Culture isn’t a document or a mission statement at an organization—it’s how people behave when no one’s watching. Because it’s built over time, reshaping culture can feel like turning a cargo ship: slow, sensitive, and full of resistance. But it can be done.
Here are four business leaders who faced the challenge head-on—and came out with more connected, more cohesive, and more human workplaces as a result.
1. Sara Green-Hamann: Creating Culture in a Remote Organization
Sara Green-Hamann, owner of Tallwood HR Consulting and a former CHRO, helped one of her clients—two B2B marketing companies under one umbrella—tackle a long-standing internal divide.
“Employees at both organizations felt as though the other wasn’t carrying its weight,” says Green-Hamann. That dynamic showed up in engagement surveys and strained communication.
The goal: a unified, collaborative, and inclusive culture—despite being fully remote.
Green-Hamann helped launch a self-selected employee engagement team that aligned its mission with DEI objectives. To foster informal connection, the company hosted monthly “coffee breaks” on Zoom.
A monthly digital newsletter spotlighted personal milestones, and All Hands meetings shifted from annual to monthly. “Employees appreciated the transparency, the ability to hear directly from the CEO and the ability to engage in Q&A sessions,” she says.
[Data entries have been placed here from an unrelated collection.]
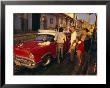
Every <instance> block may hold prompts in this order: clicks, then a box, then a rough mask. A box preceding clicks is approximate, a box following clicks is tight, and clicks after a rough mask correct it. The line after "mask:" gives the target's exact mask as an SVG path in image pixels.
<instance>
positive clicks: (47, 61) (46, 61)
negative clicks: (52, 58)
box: [41, 55, 52, 67]
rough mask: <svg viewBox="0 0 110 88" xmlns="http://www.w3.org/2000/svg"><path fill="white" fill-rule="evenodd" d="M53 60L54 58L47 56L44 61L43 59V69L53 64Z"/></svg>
mask: <svg viewBox="0 0 110 88" xmlns="http://www.w3.org/2000/svg"><path fill="white" fill-rule="evenodd" d="M51 60H52V57H51V56H50V55H46V56H45V57H44V58H43V59H42V64H41V65H42V66H43V67H46V66H48V65H50V63H51Z"/></svg>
Policy changes backed up the culture shift: PTO became FTO (Flexible Time Off), Short-Term Disability expanded to full compensation, and Bereavement Leave was lengthened.
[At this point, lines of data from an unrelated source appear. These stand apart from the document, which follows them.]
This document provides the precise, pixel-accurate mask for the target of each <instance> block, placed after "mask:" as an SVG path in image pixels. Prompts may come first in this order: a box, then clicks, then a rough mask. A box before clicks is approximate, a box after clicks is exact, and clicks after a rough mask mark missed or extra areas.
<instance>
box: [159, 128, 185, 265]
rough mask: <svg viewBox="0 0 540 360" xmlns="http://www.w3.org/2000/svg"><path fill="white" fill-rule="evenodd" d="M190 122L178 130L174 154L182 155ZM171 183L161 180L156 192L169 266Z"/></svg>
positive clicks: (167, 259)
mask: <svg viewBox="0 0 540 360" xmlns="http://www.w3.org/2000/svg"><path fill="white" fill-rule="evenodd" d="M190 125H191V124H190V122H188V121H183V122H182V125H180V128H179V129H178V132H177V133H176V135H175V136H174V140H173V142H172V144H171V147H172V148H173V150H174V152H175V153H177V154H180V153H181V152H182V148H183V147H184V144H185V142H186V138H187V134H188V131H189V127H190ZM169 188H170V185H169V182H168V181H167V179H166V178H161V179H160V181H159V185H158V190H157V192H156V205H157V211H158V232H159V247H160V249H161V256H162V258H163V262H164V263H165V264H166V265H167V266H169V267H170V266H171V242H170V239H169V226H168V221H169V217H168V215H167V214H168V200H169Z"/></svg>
Most crucially, the leadership asked for feedback and used it.
“Having a group of influential advocates for the company… helped build goodwill early on,” says Green-Hamann.
The result: more engagement, more trust, and a stronger sense of belonging.
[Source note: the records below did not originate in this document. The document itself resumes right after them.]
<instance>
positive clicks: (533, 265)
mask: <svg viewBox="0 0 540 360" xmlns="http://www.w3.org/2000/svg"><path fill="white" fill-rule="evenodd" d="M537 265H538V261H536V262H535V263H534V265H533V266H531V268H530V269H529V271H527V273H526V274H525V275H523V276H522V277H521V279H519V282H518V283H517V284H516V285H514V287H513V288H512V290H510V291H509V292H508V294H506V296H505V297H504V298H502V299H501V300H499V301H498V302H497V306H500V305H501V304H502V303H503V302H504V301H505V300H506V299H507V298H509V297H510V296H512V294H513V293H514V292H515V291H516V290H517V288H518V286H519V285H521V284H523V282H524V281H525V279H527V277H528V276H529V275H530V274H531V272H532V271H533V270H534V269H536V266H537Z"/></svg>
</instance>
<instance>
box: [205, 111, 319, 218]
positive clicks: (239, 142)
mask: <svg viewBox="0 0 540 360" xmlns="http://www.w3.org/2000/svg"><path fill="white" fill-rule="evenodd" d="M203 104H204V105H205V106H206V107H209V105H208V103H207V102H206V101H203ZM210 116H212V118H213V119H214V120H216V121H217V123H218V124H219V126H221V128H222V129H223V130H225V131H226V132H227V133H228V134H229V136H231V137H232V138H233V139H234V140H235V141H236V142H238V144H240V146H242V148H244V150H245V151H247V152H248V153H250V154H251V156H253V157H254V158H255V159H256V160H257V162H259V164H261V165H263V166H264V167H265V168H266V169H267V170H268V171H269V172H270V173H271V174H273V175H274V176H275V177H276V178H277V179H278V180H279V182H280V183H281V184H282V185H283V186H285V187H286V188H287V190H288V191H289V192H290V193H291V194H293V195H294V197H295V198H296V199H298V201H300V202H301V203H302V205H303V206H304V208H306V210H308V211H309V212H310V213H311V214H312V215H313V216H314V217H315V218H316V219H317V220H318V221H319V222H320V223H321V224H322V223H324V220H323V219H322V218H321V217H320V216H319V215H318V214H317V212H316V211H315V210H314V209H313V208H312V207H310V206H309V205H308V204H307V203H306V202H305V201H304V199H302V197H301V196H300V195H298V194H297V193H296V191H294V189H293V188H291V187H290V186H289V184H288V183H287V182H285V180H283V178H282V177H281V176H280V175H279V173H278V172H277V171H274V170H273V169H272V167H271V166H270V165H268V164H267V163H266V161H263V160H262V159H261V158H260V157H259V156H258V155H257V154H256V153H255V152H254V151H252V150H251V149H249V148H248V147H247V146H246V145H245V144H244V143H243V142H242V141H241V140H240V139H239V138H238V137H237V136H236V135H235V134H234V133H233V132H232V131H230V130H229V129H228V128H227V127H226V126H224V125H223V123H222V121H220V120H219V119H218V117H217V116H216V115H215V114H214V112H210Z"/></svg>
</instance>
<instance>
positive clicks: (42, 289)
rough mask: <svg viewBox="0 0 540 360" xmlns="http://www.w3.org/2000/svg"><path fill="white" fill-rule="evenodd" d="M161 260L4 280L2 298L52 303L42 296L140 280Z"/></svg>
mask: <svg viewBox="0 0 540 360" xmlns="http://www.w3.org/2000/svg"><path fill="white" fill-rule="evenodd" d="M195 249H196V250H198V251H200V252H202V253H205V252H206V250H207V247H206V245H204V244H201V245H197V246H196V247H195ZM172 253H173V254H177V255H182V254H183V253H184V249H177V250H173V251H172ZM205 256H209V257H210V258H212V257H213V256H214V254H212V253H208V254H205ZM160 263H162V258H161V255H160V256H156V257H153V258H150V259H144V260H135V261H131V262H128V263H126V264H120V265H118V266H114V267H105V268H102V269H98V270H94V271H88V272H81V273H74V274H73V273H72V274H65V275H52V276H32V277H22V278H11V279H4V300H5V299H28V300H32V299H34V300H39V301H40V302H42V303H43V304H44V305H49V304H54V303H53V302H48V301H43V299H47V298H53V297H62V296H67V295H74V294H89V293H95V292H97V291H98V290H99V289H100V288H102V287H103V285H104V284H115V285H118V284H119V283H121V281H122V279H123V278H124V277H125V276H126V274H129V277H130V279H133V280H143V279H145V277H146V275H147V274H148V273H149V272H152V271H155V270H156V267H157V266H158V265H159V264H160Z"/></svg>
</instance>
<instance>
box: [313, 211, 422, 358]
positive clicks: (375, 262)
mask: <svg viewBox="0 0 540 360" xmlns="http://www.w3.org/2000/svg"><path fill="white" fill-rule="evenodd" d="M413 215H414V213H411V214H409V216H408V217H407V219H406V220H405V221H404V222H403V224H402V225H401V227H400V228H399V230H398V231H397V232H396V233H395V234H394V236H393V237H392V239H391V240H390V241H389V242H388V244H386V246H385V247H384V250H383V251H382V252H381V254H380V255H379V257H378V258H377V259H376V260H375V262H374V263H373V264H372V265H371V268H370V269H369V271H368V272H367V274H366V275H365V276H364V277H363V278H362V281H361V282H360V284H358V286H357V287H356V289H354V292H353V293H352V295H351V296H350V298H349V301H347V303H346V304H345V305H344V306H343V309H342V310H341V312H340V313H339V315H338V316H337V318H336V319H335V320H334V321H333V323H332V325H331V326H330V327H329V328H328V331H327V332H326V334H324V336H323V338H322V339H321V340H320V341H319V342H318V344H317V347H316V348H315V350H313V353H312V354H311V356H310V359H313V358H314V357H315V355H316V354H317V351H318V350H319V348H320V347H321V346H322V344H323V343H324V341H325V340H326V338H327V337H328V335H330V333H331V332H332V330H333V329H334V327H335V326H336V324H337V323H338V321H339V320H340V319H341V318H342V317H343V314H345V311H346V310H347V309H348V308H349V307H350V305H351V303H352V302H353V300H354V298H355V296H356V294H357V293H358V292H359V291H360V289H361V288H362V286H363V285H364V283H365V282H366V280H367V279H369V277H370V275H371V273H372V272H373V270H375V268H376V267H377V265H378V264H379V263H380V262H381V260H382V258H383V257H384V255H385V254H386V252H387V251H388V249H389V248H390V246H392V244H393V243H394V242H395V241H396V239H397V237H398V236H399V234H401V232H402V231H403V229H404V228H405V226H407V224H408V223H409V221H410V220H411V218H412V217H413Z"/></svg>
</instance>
2. Jacquelyn Berney: Letting Go of Fear to Build Ownership
For Jacquelyn Berney, President of VI Marketing and Branding, the culture challenge was emotional. “Our old culture was marked by fear—fear of making mistakes, fear of stepping on toes, fear of speaking up,” she says. “People were mostly polite, but they weren’t always honest. It kept things safe, but small.”
The new goal? A culture of ownership, candor, and clarity. “We’ve built a space where people feel safe enough to challenge ideas, bring forward problems, and lead from wherever they are,” says Berney. That meant embracing discomfort: “That discomfort is often where growth lives.”
The change started with truth-telling. “We called out what wasn’t working and why,” Berney says. Leadership became less about control and more about coaching, and feedback was reframed. “We made it clear that candor is a form of care.” says Berney. “That feedback is a gift.”
The challenge? Breaking old habits. “People don’t stop being fearful just because leadership says ‘it’s safe now,’” she says. That meant consistency, grace, and slowing down so people could “catch up emotionally.”
Berney’s advice for others: “Start by telling the truth… Show up consistently. Be the culture you’re asking others to embrace. Celebrate progress, not just outcomes.”
3. Tracey Beveridge: Scaling Culture Without Losing People
Tracey Beveridge, HR Director at Personnel Checks, led her company through a different challenge: transitioning from startup culture to a sustainable, scalable model without losing what made the company special.
“We recognized that the culture that worked as we were growing was not sustainable or realistic for a larger organization,” says Beveridge. But they didn’t want to “risk losing highly valued members of the team who might find a change in culture challenging.”
The solution was inclusion and ownership. “We involved everyone in the company,” she says, including the entire team in writing the company mission statement.
“Of course, the senior management team guided the discussions,” Beveridge notes, “but giving everyone this input into our priorities and culture has ensured that everyone feels they have a voice and are listened to.”
That collaborative approach helped ease the transition—and preserved the company’s core identity.
4. Angus McCallum: Breaking Down Silos at Scale
Angus McCallum, Managing Principal at Valent Communications, recalls a high-stakes cultural overhaul at a Fortune 20 insurance company.
The problem wasn’t technical. It was cultural.
“Systems and IT executives, managers and front-line employees were ingrained in their own historic cultures,” says McCallum. “Each tended to think that theirs was ‘the best’ and that ‘the others’ had it wrong.”
The solution was a yearlong series of interactive, in-person events. Each session tackled key issues through presentations, small-group discussions, and open forums.
“They talked and worked with ‘others’ who turned out not to be so ‘other’ in person,” says McCallum.
The impact was immediate. Integration accelerated, and the events became so popular they were continued as a regular part of company management. “Culture changed across the board,” says McCallum.
Today, that same approach is being used to improve performance and cohesion in hybrid and remote environments.
Culture Change Takes Work—But It Works
These leaders didn’t rely on posters or platitudes. They invested in relationships, transparency, and shared ownership. They told the truth, listened carefully, and stayed consistent. In each case, culture wasn’t something imposed—it was something co-created.
And while every company’s journey is different, the lesson is the same: With the right commitment, culture change is absolutely possible.